Issue #7141
closedlazy sync does not properly handle upstream repos with duplicate content but different repo layouts
Description
Say you have two repos that contain the same rpm, but at different paths:
os /Packages/f/foo.rpm
ks /Packages/foo.rpm
Now you sync them both using 'on_demand' , but lets say the os repo gets the unit imported first. The rpm unit gets created with a relativepath of:
/Packages/f/foo.rpm
and then a lazy_catalog_content entry gets created with a url of: https://server.example.com/os//Packages/f/foo.rpm
This is all correct, now the unit gets processsed for the ks repo. It correctly reuses the same unit, but then creates a 2nd lazy_catalog_content entry with a url of: https://server.example.com/ks/Packages/f/foo.rpm
Its using the relativepath of the rpm unit to build the lazy_catalog_content's url attribute. In reality this looks like:
> db.lazy_content_catalog.find({"path": {$regex: '.*libXxf86vm\-devel\-1\.1\.4\-9\.el8\.i686\.rpm'}})
{ "_id" : ObjectId("5f07ee48cc531034cce38acc"), "_ns" : "lazy_content_catalog", "path" : "/var/lib/pulp/content/units/rpm/8a/cd9d02545dff8fab381aaa6185a778a26cacbec1585bcd8f7b2f6509f254a2/libXxf86vm-devel-1.1.4-9.el8.i686.rpm", "importer_id" : "5f07ed47cc53103b7b1f02c9", "unit_id" : "305ec066-9d0f-46a7-a198-6b966218a40e", "unit_type_id" : "rpm", "url" : "https://cdn.redhat.com/content/dist/rhel8/8.2/x86_64/appstream/kickstart/Packages/libXxf86vm-devel-1.1.4-9.el8.i686.rpm", "checksum" : "e375334723b40b39a407d243d1dab859a6edf1b2b383faa68c257c1afb399e2f", "checksum_algorithm" : "sha256", "revision" : 1, "data" : { } }
{ "_id" : ObjectId("5f07ef17cc531034b8afd793"), "_ns" : "lazy_content_catalog", "path" : "/var/lib/pulp/content/units/rpm/8a/cd9d02545dff8fab381aaa6185a778a26cacbec1585bcd8f7b2f6509f254a2/libXxf86vm-devel-1.1.4-9.el8.i686.rpm", "importer_id" : "5f07ed0dcc53103b7b1f02b5", "unit_id" : "305ec066-9d0f-46a7-a198-6b966218a40e", "unit_type_id" : "rpm", "url" : "https://cdn.redhat.com/content/dist/rhel8/8/x86_64/appstream/os/Packages/libXxf86vm-devel-1.1.4-9.el8.i686.rpm", "checksum" : "e375334723b40b39a407d243d1dab859a6edf1b2b383faa68c257c1afb399e2f", "checksum_algorithm" : "sha256", "revision" : 1, "data" : { } }
Directions to reproduce:
- Sync the rhel 8 base os repo using on_demand
- Sync the rhel 8 kickstart repo using on_demand
attempt to fetch each rpm from the kickstart repo or base os repo (maybe a random assortment of each)
Results, you will get a lot of 404s from the streamer app:
Jul 13 17:19:35 dhcp-8-30-46 pulp_streamer: pulp.streamer.server:INFO: Download failed [404]: https://cdn.redhat.com/content/dist/rhel8/8/x86_64/appstream/os/Packages/texlive-luatex85-20180414-14.el8.noarch.rpm
This is because its using the wrong relative path when fetching rpms from the kickstart repo. Its non-deterministic as to which lazy_content_catalogue entry it will pick, so some will get a 404 and some won't. Re-trying to download an rpm again, may result it in working.

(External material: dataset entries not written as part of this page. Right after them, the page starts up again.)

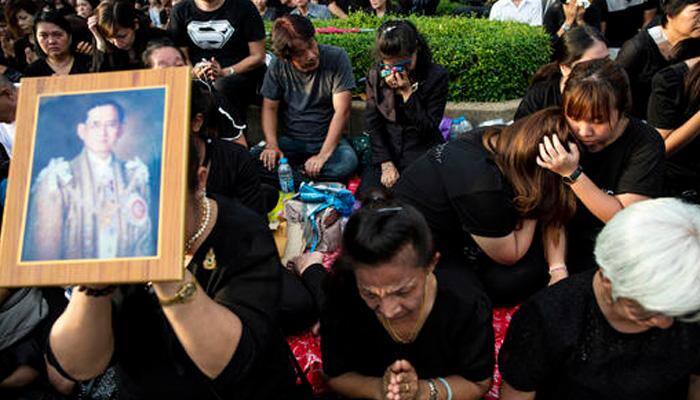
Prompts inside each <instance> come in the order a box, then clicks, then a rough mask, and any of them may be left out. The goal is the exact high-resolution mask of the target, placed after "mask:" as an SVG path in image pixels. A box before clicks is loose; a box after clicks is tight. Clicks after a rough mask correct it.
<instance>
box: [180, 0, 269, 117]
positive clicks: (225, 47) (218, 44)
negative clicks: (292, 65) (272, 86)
mask: <svg viewBox="0 0 700 400" xmlns="http://www.w3.org/2000/svg"><path fill="white" fill-rule="evenodd" d="M168 31H169V32H170V35H171V36H172V37H173V39H174V40H175V44H176V45H178V46H180V47H184V48H186V49H187V52H188V54H189V58H190V60H191V61H192V63H193V64H194V65H195V66H194V73H195V75H197V76H198V77H199V78H201V79H204V80H211V81H214V85H215V87H216V89H217V90H218V91H219V92H221V93H223V94H224V95H225V96H226V97H227V98H228V100H229V101H230V102H231V103H232V105H233V107H234V109H235V112H236V114H237V115H236V116H234V117H238V118H236V120H242V121H245V120H246V108H247V106H248V105H249V104H250V103H253V102H255V101H256V99H257V90H258V88H259V86H260V84H261V83H262V79H263V76H264V73H265V67H264V61H265V27H264V26H263V22H262V19H261V18H260V14H258V11H257V10H256V8H255V6H254V5H253V3H252V2H250V1H249V0H185V1H183V2H181V3H178V4H177V5H176V6H175V7H174V8H173V11H172V14H171V16H170V21H169V23H168Z"/></svg>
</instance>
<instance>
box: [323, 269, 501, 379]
mask: <svg viewBox="0 0 700 400" xmlns="http://www.w3.org/2000/svg"><path fill="white" fill-rule="evenodd" d="M330 288H331V290H332V291H331V290H329V291H328V292H327V293H326V299H327V302H326V304H325V306H324V307H323V312H322V317H321V338H322V340H321V346H322V347H321V350H322V354H323V369H324V371H325V373H326V374H328V375H329V376H331V377H336V376H339V375H341V374H344V373H347V372H356V373H359V374H362V375H365V376H374V377H381V376H382V375H384V371H385V370H386V368H387V367H388V366H389V365H391V364H392V363H393V362H394V361H396V360H401V359H405V360H408V361H409V362H410V363H411V365H412V366H413V367H414V368H415V369H416V372H417V374H418V377H420V378H421V379H427V378H436V377H445V376H449V375H459V376H462V377H464V378H465V379H467V380H469V381H472V382H478V381H482V380H484V379H487V378H489V377H491V374H492V373H493V328H492V326H491V310H490V308H489V306H488V301H487V300H486V299H485V297H484V296H483V295H480V294H478V292H471V293H464V294H462V295H460V296H457V295H456V294H454V293H452V292H451V291H449V290H448V289H446V288H445V287H443V286H441V285H440V282H439V281H438V291H437V295H436V298H435V303H434V305H433V308H432V310H431V312H430V314H429V315H428V317H427V319H426V321H425V324H424V325H423V328H421V330H420V332H419V333H418V336H417V337H416V339H415V341H413V342H412V343H409V344H401V343H397V342H395V341H394V340H392V338H391V336H390V335H389V333H388V332H387V331H386V330H385V329H384V327H383V326H382V324H381V323H380V322H379V320H378V319H377V316H376V314H375V313H374V312H373V311H372V310H371V309H370V308H369V307H367V305H366V304H365V303H364V301H363V300H362V299H361V298H360V296H359V294H358V292H357V285H356V283H355V281H354V278H351V277H349V276H348V277H347V279H346V280H344V282H343V283H342V284H339V285H332V286H330Z"/></svg>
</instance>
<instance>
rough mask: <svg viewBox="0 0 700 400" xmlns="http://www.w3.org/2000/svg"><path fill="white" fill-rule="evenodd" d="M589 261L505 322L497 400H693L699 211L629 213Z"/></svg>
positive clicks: (694, 206) (625, 213)
mask: <svg viewBox="0 0 700 400" xmlns="http://www.w3.org/2000/svg"><path fill="white" fill-rule="evenodd" d="M595 256H596V261H597V263H598V265H599V268H598V269H597V270H594V271H589V272H585V273H582V274H580V275H574V276H573V277H570V278H569V279H566V280H564V281H562V282H560V283H558V284H556V285H554V286H551V287H549V288H548V289H546V290H544V291H542V292H540V293H539V294H537V295H536V296H534V297H533V298H532V299H531V300H530V301H528V302H527V303H525V304H523V306H522V307H521V308H520V310H518V312H517V313H516V314H515V316H514V317H513V321H512V324H511V326H510V329H509V331H508V335H507V337H506V340H505V342H504V344H503V348H502V349H501V353H500V360H499V361H500V362H499V365H500V370H501V374H502V375H503V379H504V381H505V383H504V386H503V391H502V395H501V399H503V400H513V399H534V398H535V396H537V400H542V399H570V400H571V399H574V400H576V399H615V400H626V399H630V400H631V399H634V400H645V399H650V400H651V399H655V400H656V399H669V400H671V399H698V398H700V324H698V323H696V322H697V321H700V263H699V262H698V260H700V207H698V206H695V205H690V204H688V203H683V202H682V201H680V200H677V199H670V198H665V199H658V200H648V201H643V202H639V203H636V204H633V205H631V206H630V207H628V208H626V209H624V210H622V211H620V212H619V213H617V214H616V215H615V217H614V218H613V219H612V220H611V221H610V222H609V223H608V224H607V225H606V226H605V228H604V229H603V230H602V232H601V233H600V235H599V236H598V239H597V241H596V247H595Z"/></svg>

Updated by rchan over 2 years ago
- Status changed from NEW to ASSIGNED
- Assignee set to dkliban@redhat.com
- Sprint set to Sprint 77
dkliban says: investigated how to fix ^ and got a patch working - will make a PR tomorrow - we will also need to write a script for users to cleanup their DB and fix existing systems.
Updated by pulpbot over 2 years ago
- Status changed from ASSIGNED to POST
Updated by dkliban@redhat.com over 2 years ago
- Status changed from POST to CLOSED - WORKSFORME
Even though I said that this bug exists in Pulp, it was only based on my initial reading of the code. I've tried to reproduce the bug and I was not able to. Lazy Catalog Entries are being created correctly for each repository layout. After reading the code again, the correct behavior makes sense. The problem experienced by Katello users is most likely related to the fact that repositories created by Katello use custom importers and/or distributors. I'll help investigate it from the Katello side.